I
El Regreso
Era una noche como tantas otras, excepto que no lo era. Empezó igual, con mi falta de interés en el tiempo y el espacio que ocupaba. Después de todo lo que había ocurrido me limitaba a existir, así que dormía donde estaba, generalmente en la sala de estar, y comía lo que me servían. Probablemente si no fuera porque Sae me preparaba la comida, tampoco me hubiera importado mucho ese detalle. Quizás debí imaginarme que las cosas serían distintas pues había ocurrido algo importante.

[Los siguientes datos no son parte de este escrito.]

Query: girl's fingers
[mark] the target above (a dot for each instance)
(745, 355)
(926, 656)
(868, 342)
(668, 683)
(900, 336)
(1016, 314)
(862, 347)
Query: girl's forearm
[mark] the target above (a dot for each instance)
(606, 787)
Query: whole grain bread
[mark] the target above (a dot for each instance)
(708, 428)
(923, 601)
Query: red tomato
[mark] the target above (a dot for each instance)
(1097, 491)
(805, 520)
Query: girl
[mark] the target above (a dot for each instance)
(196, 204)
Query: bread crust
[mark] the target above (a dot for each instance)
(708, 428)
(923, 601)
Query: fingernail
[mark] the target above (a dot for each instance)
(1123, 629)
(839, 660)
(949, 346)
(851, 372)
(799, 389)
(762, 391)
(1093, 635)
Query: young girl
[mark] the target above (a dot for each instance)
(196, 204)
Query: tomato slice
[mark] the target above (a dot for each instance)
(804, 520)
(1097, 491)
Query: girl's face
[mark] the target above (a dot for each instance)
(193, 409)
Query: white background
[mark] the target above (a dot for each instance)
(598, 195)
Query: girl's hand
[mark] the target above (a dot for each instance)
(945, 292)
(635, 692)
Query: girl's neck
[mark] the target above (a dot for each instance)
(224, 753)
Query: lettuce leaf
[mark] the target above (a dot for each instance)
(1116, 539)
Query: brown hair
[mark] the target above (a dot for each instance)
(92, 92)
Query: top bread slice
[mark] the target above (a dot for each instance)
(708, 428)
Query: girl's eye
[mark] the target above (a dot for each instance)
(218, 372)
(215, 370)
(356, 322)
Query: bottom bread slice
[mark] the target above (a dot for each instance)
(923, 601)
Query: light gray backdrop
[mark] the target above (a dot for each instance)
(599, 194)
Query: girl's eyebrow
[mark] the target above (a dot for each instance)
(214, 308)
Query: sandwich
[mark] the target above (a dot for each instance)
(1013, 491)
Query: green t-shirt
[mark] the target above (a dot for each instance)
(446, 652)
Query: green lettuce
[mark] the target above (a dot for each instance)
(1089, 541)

Peeta había vuelto y, en un gesto que no hacía más que recalcar su naturaleza generosa, había plantado Primroses alrededor de mi casa. En honor a mi hermana...
Debería desechar lo pensamientos que me acechan cada vez que pienso en ella, pero dejo que me hundan profundo. Revivo la escena hasta que no logro ver de las lágrimas que brotan de mis ojos. En general lloraba sin moverme casi, sufriendo casi en silencio. Pero ese día se apoderó de mi una fuerza que no sentía hace tiempo. El recuerdo de esa cosa en mi habitación... esa rosa... Perdí los estribos y por primera vez desde que había vuelto Buttercup sentí que reaccionaba. Lloré como no lo había hecho en días, dejando que los gritos de desesperación que llevaba acumulando brotaran de mi garganta...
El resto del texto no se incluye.